Pada tahun 1974, Pertamina memagari tanah itu. Sementara pada tahun 1980-an warga mulai banyak menghuni kawasan yang belum dimanfaatkan oleh Pertamina.
Inventarisasi pada tahun 1986 mencatat 344 bangunan tumbuh di tanah itu yang dihuni oleh 1.284 keluarga. Jumlah tersebut melonjak sampai 1969 bangunan yang dihuni oleh 2.000-an keluarga pada tahun 1991.
FRANSISKUS WISNU WARDHANA DANY
Suasana di RW 022 Kelapa Gading Barat, Kelapa Gading, Jakarta Utara, Rabu (16/6/2021). Kawasan yang menjadi bagian Kampung Tanah Merah ini mendapatkan bantuan dari Young Presidents’ Organization Indonesia dalam program kolaborasi Kampung Asuh.
Seiring okupasi, mulai terjadi kemelut antara Pertamina dan warga Tanah Merah. Mereka memrotes penertiban dengan ganti rugi tanah yang tidak dilaksanakan secara musyawarah, melainkan hanya melalui penyuluhan tingkat kota Jakarta Utara yang dilakukan tanggal 19 November 1991. Dalam penyuluhan itu dibacakan SK Gubernur No. 4143/073.3 tanggal 17 Oktober 1991 berisi pengukuhan taksasi pesangon sebesar Rp 37.000 per meter persegi untuk setiap bangunan, tanpa disertai pembayaran tanah dan benda lain (Kompas, 19/12/1991).
Warga menghendaki agar pemerintah menangguhkan surat Gubernur serta memberlakukan aturan permainan sebagaimana mestinya. Mereka menghendaki ganti rugi tanah yang diakui milik negara itu sebesar Rp 100.000 per meter persegi, sedangkan harga bangunan sebesar Rp 250.000 per meter persegi.
Setahun berselang warga mengirim surat kepada Presiden Soeharto. Mereka meminta perlindungan agar Wali Kota Administrasi Jakarta Utara menunda rencana pembongkaran rumah mereka tanggal 8 Januari dan memohon supaya pembongkaran sebaiknya dilakukan setelah dicapai kesepakatan mengenai pesangon atas tanah garapan yang telah mereka huni sekitar sepuluh tahun (Kompas, 3/1/1992).
Nursyahbani Katjasungkana, Direktur LBH Jakarta, mengatakan, Pertamina memperoleh SK Mendagri setelah permohonan HGB yang didaftarkan pada Direktorat Agraria dikabulkan. SK Mendagri sifatnya hanya "dispensasi" karena menurut Rencana Bagian Wilayah Kota saat itu Tanah Merah adalah Jalur Hijau (Kompas, 15/5/1992).
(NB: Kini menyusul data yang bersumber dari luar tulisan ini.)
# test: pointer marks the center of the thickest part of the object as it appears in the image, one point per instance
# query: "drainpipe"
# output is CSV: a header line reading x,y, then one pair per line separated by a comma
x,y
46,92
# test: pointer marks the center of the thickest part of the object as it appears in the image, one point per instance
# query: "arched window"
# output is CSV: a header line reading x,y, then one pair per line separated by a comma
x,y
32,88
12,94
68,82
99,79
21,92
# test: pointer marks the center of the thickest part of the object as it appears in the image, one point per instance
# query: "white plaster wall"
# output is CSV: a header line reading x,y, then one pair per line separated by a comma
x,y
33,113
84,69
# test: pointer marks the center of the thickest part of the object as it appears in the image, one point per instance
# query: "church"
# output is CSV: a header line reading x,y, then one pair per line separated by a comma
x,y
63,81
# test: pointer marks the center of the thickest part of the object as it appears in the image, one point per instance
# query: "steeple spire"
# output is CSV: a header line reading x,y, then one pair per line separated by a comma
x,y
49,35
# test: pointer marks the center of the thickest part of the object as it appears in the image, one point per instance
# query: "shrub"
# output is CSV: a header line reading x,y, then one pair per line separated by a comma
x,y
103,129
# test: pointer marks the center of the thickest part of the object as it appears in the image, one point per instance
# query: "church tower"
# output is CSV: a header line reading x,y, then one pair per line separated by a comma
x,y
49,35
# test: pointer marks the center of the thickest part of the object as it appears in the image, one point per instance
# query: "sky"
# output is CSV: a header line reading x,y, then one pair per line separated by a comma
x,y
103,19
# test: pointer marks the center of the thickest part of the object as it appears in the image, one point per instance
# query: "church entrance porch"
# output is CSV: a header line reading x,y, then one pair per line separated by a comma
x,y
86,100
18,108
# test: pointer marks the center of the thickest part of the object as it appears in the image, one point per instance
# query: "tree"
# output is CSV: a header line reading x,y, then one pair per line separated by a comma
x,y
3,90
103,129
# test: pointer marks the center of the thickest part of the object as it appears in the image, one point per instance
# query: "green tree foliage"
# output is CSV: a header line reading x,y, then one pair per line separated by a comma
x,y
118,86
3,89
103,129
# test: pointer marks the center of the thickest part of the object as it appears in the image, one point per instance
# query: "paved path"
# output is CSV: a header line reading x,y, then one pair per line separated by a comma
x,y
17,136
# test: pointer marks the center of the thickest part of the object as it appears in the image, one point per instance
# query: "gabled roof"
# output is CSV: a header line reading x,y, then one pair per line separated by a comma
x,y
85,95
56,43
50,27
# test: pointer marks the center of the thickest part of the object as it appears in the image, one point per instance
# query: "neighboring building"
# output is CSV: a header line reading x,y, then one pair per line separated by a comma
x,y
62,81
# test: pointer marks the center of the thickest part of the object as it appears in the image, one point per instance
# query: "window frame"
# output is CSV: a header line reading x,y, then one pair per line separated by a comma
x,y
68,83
Dalam SK Mendagri, Pertamina dapat mengelola tanah dengan syarat harus membayar Rp 141.262.030. Rinciannya sekitar Rp 70 juta harus dibayarkan kepada Yayasan Landreform.
Pertamina juga diharuskan mendaftarkan HGB ke Direktorat Agraria dalam waktu 6 bulan setelah membayar. Pertamina wajib untuk tidak menelantarkan tanah itu dan disyaratkan pula, SK batal kalau Pertamina tidak melaksanakan semua syarat itu.
Dengan demikian, warga dan Pertamina tidak punya hak atas tanah itu. Apabila tanah milik negara, peruntukkannya harus berdasarkan pada Pasal 33 UUD 45. Pertamina tidak bisa secara sepihak mengklaimnya dan seperti dikabarkan sebuah sumber, akan membangun Kompleks Industri & Litbang Pertamina.
Majelis Hakim Pengadilan Negeri Jakarta Pusat menguatkan warga sehingga Pertamina tidak punya hak. Gugatan warga Plumpang untuk memperoleh ganti rugi sebesar Rp 150.000 per meter persegi dari Pertamina, juga ditolak (Kompas, 3/11/1992).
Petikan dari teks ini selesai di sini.